GoogleCloudPlatform / DataflowTemplates

Cloud Dataflow Google-provided templates for solving in-Cloud data tasks
https://cloud.google.com/dataflow/docs/guides/templates/provided-templates
Apache License 2.0
1.15k stars 971 forks source link

[Feature Request]: Changing dataset name #426

Closed llermaly closed 5 months ago

llermaly commented 2 years ago

Related Template(s)

PubSub to Elasticsearch

What feature(s) are you requesting?

Ability to change dataset name to anything that is not pubsub, audit, firewall

We are ingesting arbitrary logs using pub/sub , but the only field we can manipulate is "namespace", and we would like to use that field for different purposes.

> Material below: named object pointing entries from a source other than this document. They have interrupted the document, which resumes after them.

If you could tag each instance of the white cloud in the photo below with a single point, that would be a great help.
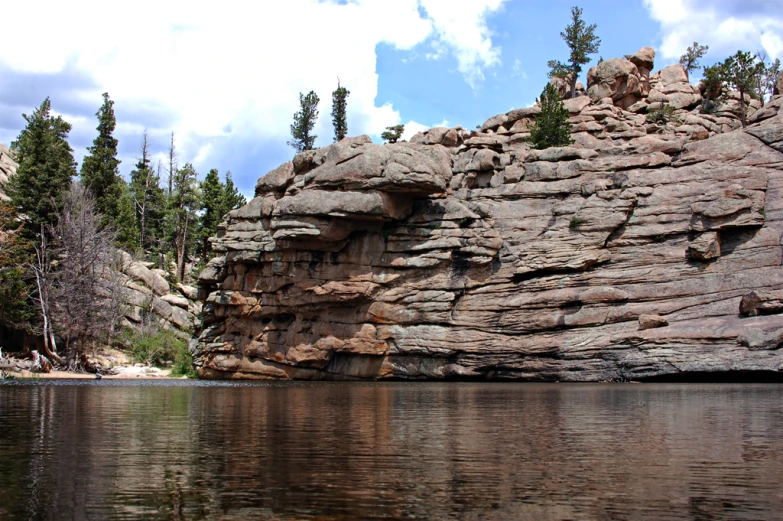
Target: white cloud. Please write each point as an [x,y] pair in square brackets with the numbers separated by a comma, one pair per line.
[233,71]
[725,25]
[461,26]
[412,128]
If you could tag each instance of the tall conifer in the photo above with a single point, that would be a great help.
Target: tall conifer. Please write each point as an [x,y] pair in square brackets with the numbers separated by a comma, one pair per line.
[100,173]
[339,119]
[304,122]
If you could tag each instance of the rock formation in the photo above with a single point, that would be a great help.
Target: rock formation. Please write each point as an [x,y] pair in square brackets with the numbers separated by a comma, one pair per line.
[468,255]
[148,293]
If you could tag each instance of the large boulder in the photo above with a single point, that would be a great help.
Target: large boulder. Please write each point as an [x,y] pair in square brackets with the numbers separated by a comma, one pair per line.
[670,86]
[618,79]
[7,168]
[560,264]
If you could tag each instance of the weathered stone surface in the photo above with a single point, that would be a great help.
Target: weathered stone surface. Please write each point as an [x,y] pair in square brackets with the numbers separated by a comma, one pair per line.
[618,79]
[492,260]
[7,168]
[149,278]
[644,58]
[762,302]
[651,322]
[276,180]
[705,247]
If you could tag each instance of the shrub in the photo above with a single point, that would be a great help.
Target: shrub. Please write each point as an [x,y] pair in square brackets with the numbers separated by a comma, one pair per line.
[663,115]
[155,346]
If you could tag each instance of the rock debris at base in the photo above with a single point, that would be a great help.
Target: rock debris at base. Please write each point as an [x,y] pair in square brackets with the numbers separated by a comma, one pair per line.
[468,255]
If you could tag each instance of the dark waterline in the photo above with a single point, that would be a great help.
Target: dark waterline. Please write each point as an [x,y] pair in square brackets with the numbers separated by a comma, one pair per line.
[225,450]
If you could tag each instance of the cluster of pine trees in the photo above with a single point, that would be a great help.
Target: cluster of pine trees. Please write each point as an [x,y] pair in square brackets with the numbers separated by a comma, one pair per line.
[163,213]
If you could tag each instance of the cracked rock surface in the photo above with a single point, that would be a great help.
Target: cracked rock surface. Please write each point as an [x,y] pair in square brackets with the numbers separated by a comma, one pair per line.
[640,250]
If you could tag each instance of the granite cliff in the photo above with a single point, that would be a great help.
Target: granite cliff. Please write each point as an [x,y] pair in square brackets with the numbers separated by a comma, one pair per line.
[644,249]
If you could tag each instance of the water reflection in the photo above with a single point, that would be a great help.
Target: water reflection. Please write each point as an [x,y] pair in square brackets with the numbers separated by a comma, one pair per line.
[391,451]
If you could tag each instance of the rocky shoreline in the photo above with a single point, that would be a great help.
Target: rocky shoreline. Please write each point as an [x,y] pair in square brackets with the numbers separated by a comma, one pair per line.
[625,256]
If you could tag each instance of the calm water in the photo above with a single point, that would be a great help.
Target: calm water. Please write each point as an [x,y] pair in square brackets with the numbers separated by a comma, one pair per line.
[107,450]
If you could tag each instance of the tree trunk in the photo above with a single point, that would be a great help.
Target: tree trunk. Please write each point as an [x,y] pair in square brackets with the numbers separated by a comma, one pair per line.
[743,117]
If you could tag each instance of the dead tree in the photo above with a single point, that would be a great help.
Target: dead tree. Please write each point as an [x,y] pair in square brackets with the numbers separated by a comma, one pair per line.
[85,297]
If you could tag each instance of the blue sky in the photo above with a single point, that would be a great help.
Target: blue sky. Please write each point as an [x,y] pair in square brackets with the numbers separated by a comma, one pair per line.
[226,81]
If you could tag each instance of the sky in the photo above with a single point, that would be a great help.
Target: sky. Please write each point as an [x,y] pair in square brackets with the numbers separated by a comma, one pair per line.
[225,78]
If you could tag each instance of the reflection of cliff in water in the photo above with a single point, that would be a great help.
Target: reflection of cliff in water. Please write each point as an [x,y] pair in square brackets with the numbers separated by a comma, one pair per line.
[357,451]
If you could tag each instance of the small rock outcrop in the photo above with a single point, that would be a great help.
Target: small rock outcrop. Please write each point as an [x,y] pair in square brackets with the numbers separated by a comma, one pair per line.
[643,249]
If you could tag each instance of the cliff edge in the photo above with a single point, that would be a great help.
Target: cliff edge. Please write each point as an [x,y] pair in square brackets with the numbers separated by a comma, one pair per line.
[644,249]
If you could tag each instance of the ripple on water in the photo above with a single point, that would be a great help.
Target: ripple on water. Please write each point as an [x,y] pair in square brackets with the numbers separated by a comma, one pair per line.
[238,450]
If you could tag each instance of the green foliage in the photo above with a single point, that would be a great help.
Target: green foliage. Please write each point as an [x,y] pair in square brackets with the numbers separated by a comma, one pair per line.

Trying to set the dataset to something different to pubsub, audit, vpn, etc.. will throw error.

We would like to have names like:

logs-gcp.app1-dev logs-gcp.app1-prod logs-gcp.app2-dev ...

Please let me know if this is possible and I'm missing something.

Thanks

llermaly commented 2 years ago

My current workaround is to change the index name in an ingest pipeline but would like to handle that logic in dataflow:

PUT _ingest/pipeline/gcp-pipeline
{
  "processors": [
    {
      "set": {
        "field": "_index",
        "value": "{{_metadata.index}}",
        "ignore_empty_value": true,
        "ignore_failure": true
      }
    }
  ]
}
github-actions[bot] commented 5 months ago

This issue has been marked as stale due to 180 days of inactivity. It will be closed in 1 week if no further activity occurs. If you think that’s incorrect or this pull request requires a review, please simply write any comment. If closed, you can revive the issue at any time. Thank you for your contributions.

github-actions[bot] commented 5 months ago

This issue has been closed due to lack of activity. If you think that is incorrect, or the pull request requires review, you can revive the PR at any time.